A new book is set to shake things up like Dan Brown’s “The Da Vinci Code” when it hits shelves this March. “Re-Claiming the Bible for a Non-Religious World” aims to make the “deeper conversation” around the Bible more accessible to everyday Christians who are left out in the scholarly jargon tossed to and fro in scholastic analysis for two centuries.

Written by former Episcopal Bishop of Newark, N.J, John Shelby Spong, the book is designed to take readers into the contemporary academic debate about the Bible. According to Harper Collins (Australia), Spong frees readers from a literal view of the Bible while opening the possibility that some of the characters in the New Testament are imaginary composites or even literary creations. What if Joseph, the earthly father of Jesus, Judas Iscariot, Nicodemus, the Samaritan woman by the well, and Lazarus who was raised from the dead didn’t exist historically? That will definitely pose a serious question on how we read and understand the Bible.

Spong, a visiting lecturer at Harvard and at universities and churches throughout North America, presents the Bible as an ever-changing and always growing story. In the book, he demonstrates that it is possible to be both a deeply committed Christian and an informed 21st-century citizen.

Reaching far beyond the familiar Sunday-school stories that have provided the content of most people’s biblical knowledge, Spong’s journey into the heart of the Bible is his attempt to call his readers into their own journeys into the mystery of God.
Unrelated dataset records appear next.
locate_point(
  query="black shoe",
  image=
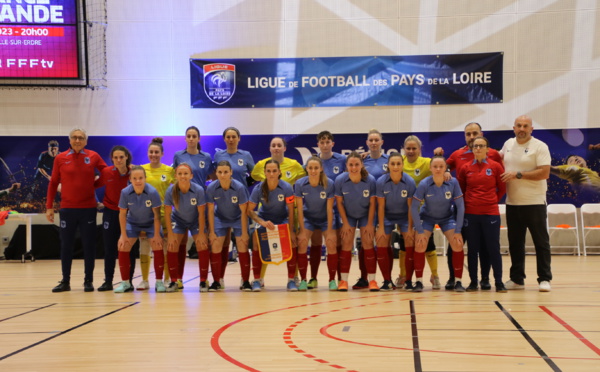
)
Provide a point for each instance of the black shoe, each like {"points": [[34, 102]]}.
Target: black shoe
{"points": [[88, 286], [246, 286], [387, 286], [63, 286], [418, 287], [500, 287], [361, 284], [106, 286], [472, 287], [458, 287]]}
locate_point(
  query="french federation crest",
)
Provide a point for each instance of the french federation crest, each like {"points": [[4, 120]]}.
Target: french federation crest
{"points": [[219, 82]]}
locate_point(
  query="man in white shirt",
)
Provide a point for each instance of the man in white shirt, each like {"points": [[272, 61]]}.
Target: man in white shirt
{"points": [[527, 163]]}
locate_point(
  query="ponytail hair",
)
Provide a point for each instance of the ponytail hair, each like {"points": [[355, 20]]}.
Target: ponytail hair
{"points": [[176, 190], [322, 176], [264, 187], [363, 172]]}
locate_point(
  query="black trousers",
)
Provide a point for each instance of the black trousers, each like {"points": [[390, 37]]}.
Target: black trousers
{"points": [[519, 219]]}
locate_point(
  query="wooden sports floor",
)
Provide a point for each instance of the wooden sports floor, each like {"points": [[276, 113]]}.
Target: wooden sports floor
{"points": [[304, 331]]}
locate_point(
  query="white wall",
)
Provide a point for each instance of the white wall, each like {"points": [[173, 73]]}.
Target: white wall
{"points": [[551, 64]]}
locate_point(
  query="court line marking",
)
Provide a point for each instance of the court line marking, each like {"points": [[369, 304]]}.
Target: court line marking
{"points": [[415, 338], [578, 335], [66, 331], [524, 333], [27, 312]]}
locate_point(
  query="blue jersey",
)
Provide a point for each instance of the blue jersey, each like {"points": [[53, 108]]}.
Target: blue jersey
{"points": [[227, 202], [334, 166], [275, 208], [201, 164], [314, 199], [188, 203], [376, 167], [357, 196], [396, 195], [241, 162], [140, 207], [439, 203]]}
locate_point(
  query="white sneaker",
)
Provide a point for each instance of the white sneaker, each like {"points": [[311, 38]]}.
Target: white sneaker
{"points": [[545, 286], [512, 285], [143, 286]]}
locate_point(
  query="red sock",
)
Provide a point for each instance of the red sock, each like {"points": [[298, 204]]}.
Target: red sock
{"points": [[215, 266], [181, 261], [332, 265], [203, 262], [159, 263], [383, 259], [345, 261], [292, 263], [124, 265], [303, 264], [315, 260], [172, 262], [370, 261], [256, 264], [224, 259], [409, 263], [244, 258], [458, 259], [361, 263], [419, 263]]}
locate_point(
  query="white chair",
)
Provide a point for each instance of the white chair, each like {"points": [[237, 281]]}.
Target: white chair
{"points": [[590, 221], [563, 217]]}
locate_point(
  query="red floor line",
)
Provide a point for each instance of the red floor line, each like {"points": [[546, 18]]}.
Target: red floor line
{"points": [[579, 336]]}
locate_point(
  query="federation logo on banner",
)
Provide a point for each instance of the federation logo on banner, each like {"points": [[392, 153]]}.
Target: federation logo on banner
{"points": [[275, 246], [219, 82]]}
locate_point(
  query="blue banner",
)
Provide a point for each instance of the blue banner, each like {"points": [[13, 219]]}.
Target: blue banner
{"points": [[347, 81]]}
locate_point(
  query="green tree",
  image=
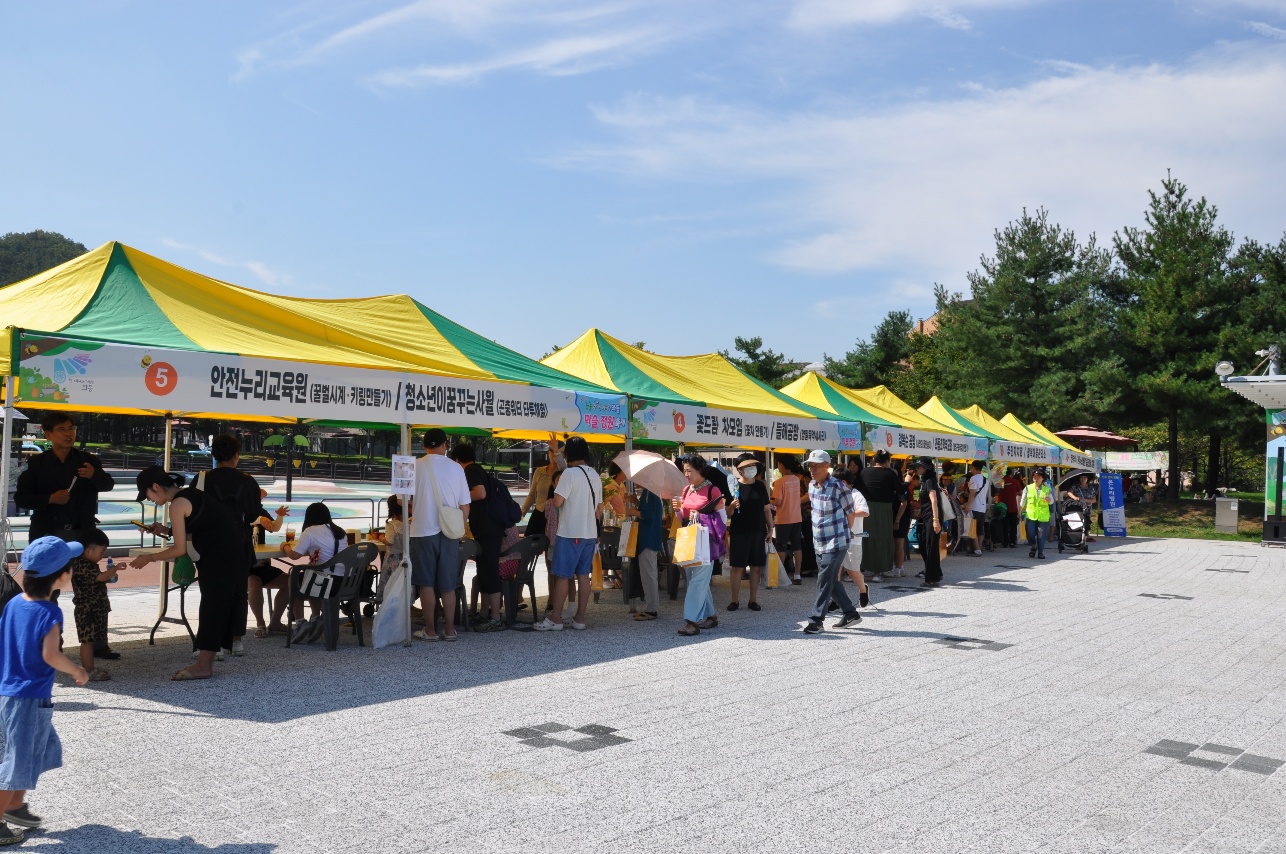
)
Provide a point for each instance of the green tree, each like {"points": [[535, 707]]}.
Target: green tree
{"points": [[1183, 308], [25, 255], [765, 365], [877, 360], [1037, 335]]}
“One does not,” he asserts, “have to twist one’s brain into a first-century pretzel in order to take the Bible seriously in this increasingly non-religious world.”

John Selby Spong is one of the leading spokespersons for liberal Christianity in the English-speaking world. His books include "Eternal Life: A New Vision," "Jesus for the Non-Religious," "Why Christianity Must Change or Die" and his autobiography, "Here I Stand."